Our data set reported here also provides some initial insight into the global distribution of different firmicute-infecting phage groups. For example, phages isolated in North America (sequenced in this study) clustered with phages isolated in Europe (A511, P100, and P70) (15, 29, 30) and in East Asia (SAP6 and BC-611) (38, 39). Three orthoclusters (orthoclusters I, V, and VI, all lytic) each contained phages isolated on different continents. This finding of globally distributed related phages is consistent with previous studies of marine viruses (51), mycobacteriophages (52), and Enterobacteriaceae-infecting phages (18). The phages within each of the three putative obligate lytic orthoclusters are closely related and share significant gene synteny with one another, suggesting that they are not subject to frequent recombination with unrelated phages. This may have implications for phage-based applications, as phages from orthoclusters that show relative genomic stability may be less likely to aid in the horizontal transfer of resistance or virulence genes, a serious potential consequence of introducing phages into the environment (53).

The classic morphology-based classification scheme is in concordance with genomic-based cluster analysis.

Combined analysis of clustering based on orthologous gene content and associated morphological characterization data for the firmicute-infecting phages showed that the Myoviridae, Siphoviridae, and Podoviridae generally formed distinct clusters. The Myoviridae formed a single large cluster (with a few exceptions, as discussed below).
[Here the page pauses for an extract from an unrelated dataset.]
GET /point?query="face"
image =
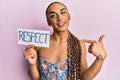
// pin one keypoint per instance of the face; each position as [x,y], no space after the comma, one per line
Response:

Similarly, the few Podoviridae included in the genomic analysis in Fig. 1 formed a single cluster (although one podovirus, phiP68, clustered with a bootstrap support value of only 67). While the Siphoviridae did form a single large cluster, this cluster included a branch comprised solely of Podoviridae. Similarly to our findings, ortholog-based clustering of mycobacteriophages has also shown that phages representing Myoviridae and Siphoviridae clustered by morphological family (52). Despite the overall convergence of morphological family assignment and orthoclustering-based analyses, we also observed some potentially noteworthy exceptions. Specifically, two phages that were morphologically classified as Myoviridae clustered with Siphoviridae (i.e., B054 clusters with ΦEf11, and ΦAQ113 clusters with SPP1). Because of these inconsistencies, phages B054 and ΦAQ113 should be reexamined.

We also observed that orthoclusters within a family (e.g., within the Siphoviridae family) show distinct morphological features. For example, orthoclusters II, III, and IV have icosahedral heads, while orthoclusters V and VI have elongated heads. Orthocluster II phages also have considerably shorter tails than those of phages of the other Siphoviridae orthoclusters. Orthocluster V Listeria phages had a slightly longer head and tail than those of VD13 (orthocluster VI); these differences could be due to the use of different electron microscopes and calibration procedures but may alternatively represent a true difference, such as head elongation in orthocluster V phages by the addition of rows of capsomers. This was reported previously for Salmonella phage 7-11, which has elongated capsids and produces 11 head size classes, with each differing by about 11 nm and ranging from very long heads to isometric capsids (54). Morphological analyses also showed differences among phage isolates that grouped into the same orthocluster. For example, B025 has a considerably longer tail (252 nm) than those of other orthocluster III phages, PSA and LP-030-2 (180 nm and 160 nm, respectively). Consistent with this observation, B025 encodes a longer tape measure protein (∼1,600 amino acids) than those of PSA and LP-030-2 (∼1,000 amino acids); the link between tape measure protein length and tail length is well established in the literature (5557). While these differences were observed within orthocluster III, the differences were further supported by the presence of well-defined subclusters within this orthocluster, which further indicate the heterologous nature of orthocluster III. Our data set thus not only shows that genomic analysis allows basic morphological group classification of firmicute-infecting phages but also shows how genomic data may allow prediction of specific morphological features. As large data sets of phage genomes become available, one can thus imagine an increased ability to predict phage morphology as long as high-quality electron microscopy data are available for appropriate reference phages.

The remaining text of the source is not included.